Cold War review by Paul Heath.
Cold War review
‘For my parents’, reads the closing line before the main credits start to roll at the end of Pawel Pawlikowski’s latest, Cold War. His film is a beautifully staged love story, showing the positives and negatives of a romance that spans multiple countries across two turbulent decades from the early 1940s to the 1960s. This is Pawlikowski’s first film since the 2015 BAFTA and Oscar-winning Ida, and is perhaps his best yet, those three words summing up just how personal the project is also.
Like Ida, Pawlikowski sticks to the 4:3 aspect ratio, the black and white palette perfect as a metaphor for this tempestuous romance between beautiful young Zula (Joanna Kulig) and pianist Wiktor (Tomasz Kot). Wiktor is a musical director for a travelling folk band, and early-on we see him auditioning local singers for the troupe. It is here where he meets the attractive and aurally talented Zula, and soon they are together having fallen in love. They begin a journey that will take them across Europe, through the Iron Curtain of the Cold War of the title, while on a deeply personal one also, the film focusing upon their stormy, passionate on/off affair at various points in time across the continent.
Cold War review
Cold War is undoubtedly the film of Cannes 2018 so far, an absolute contender for the prestigious Palme d’Or. Not only is it beautiful to look at – the monochrome imagery so perfectly composed you could absolutely grab any still from the movie and display it on your dining room wall (its D.O.P. is Ida and Loving Vincent’s Lukasz Zal – but its intrivately spun narrative is a thing of beauty to behold as well.
Loosely based on the relationship between the filmmaker’s parents – hence the by-line at the start of the closing credits – Cold War, which obviously has multiple meanings here, is a motion picture to sink into and embrace its grace and elegance.

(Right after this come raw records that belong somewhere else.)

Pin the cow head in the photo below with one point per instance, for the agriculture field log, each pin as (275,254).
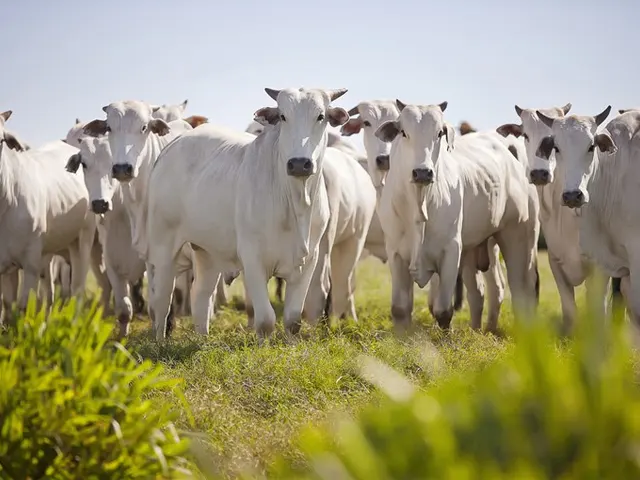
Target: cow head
(95,159)
(302,116)
(540,171)
(576,140)
(169,113)
(128,127)
(418,135)
(8,139)
(367,117)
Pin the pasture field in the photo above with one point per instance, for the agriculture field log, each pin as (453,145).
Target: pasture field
(251,402)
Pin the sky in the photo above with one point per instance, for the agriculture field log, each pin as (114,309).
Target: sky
(62,60)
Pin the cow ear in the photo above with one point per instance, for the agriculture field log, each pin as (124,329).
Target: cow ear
(352,127)
(267,116)
(450,135)
(196,120)
(96,128)
(388,131)
(337,116)
(73,163)
(159,127)
(605,143)
(13,143)
(547,145)
(509,129)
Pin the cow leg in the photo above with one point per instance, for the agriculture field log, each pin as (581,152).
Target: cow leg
(495,285)
(344,258)
(318,287)
(9,282)
(401,290)
(472,279)
(567,295)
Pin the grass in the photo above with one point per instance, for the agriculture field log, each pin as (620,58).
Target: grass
(251,402)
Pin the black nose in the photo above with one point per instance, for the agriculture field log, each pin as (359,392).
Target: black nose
(122,170)
(299,167)
(540,177)
(573,199)
(99,206)
(382,162)
(423,176)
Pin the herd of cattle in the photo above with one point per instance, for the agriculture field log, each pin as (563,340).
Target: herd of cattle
(192,205)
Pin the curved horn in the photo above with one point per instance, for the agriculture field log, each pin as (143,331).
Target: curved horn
(546,120)
(335,94)
(602,116)
(272,93)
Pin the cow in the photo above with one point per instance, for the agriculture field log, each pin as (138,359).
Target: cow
(266,206)
(44,211)
(367,116)
(439,185)
(135,140)
(598,169)
(569,266)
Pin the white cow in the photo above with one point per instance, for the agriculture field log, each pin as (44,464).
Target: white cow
(135,141)
(569,266)
(256,204)
(44,210)
(436,183)
(124,267)
(599,170)
(367,117)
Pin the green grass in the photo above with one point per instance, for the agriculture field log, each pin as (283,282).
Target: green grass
(251,402)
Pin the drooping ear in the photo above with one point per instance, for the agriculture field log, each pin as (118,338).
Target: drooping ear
(337,116)
(605,143)
(510,129)
(352,127)
(547,145)
(13,143)
(195,120)
(388,131)
(450,135)
(95,128)
(602,116)
(74,162)
(548,121)
(159,127)
(267,115)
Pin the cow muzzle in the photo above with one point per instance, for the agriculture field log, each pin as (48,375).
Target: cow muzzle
(382,162)
(122,172)
(422,176)
(300,167)
(573,199)
(540,177)
(100,206)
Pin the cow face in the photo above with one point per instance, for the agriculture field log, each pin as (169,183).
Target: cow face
(419,133)
(540,171)
(169,113)
(577,142)
(370,115)
(128,126)
(95,159)
(302,116)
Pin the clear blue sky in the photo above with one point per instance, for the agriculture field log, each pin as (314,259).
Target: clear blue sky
(62,60)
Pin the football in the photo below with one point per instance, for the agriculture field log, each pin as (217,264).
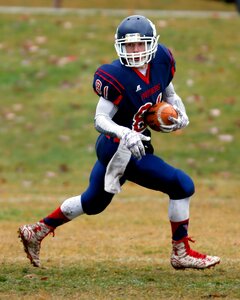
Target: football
(158,114)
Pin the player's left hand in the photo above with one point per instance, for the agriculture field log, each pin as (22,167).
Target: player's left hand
(178,123)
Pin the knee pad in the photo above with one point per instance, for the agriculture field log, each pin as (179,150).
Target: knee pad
(183,186)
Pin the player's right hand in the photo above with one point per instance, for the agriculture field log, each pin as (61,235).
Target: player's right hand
(133,141)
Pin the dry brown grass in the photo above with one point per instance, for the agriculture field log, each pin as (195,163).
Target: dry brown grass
(134,227)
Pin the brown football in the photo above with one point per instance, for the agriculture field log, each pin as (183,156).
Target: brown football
(159,114)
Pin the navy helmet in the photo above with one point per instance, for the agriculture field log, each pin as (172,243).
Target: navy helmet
(136,29)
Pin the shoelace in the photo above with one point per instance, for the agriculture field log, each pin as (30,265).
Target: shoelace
(191,252)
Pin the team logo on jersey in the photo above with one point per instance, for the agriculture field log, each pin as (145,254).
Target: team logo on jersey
(138,88)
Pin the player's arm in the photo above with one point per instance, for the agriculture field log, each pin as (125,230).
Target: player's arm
(104,124)
(170,96)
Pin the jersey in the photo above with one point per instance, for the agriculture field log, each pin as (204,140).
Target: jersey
(133,92)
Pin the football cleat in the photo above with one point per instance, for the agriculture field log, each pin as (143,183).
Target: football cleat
(183,256)
(31,237)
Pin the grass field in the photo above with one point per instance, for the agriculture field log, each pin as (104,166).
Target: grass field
(215,5)
(47,150)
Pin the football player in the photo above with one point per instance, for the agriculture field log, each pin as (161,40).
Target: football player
(140,77)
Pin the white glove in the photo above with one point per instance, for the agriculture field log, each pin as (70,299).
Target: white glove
(180,122)
(133,141)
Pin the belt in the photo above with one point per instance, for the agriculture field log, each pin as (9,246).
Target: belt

The camera-work creates an intimate atmosphere throughout, helped by that magical ratio, is enforced by a pair of engulfing performances in Kulig and Kot, both lighting up the screen in every frame. And then there’s the sound – the film could almost be billed as an all-out musical with its folky beginnings, absorbing 1950s Parisian jazz and even rock ‘n’ roll.
Innately gorgeous, visually and ardently encapsulating, Cold War may not just be the film of the festival, but one of the most absorbing, engaging and indeed emotional and intellectually stimulating films of the year so far. Bravo.
Cold War review by Paul Heath, May 2018.
Cold War was reviewed at the 2018 Cannes Film Festival.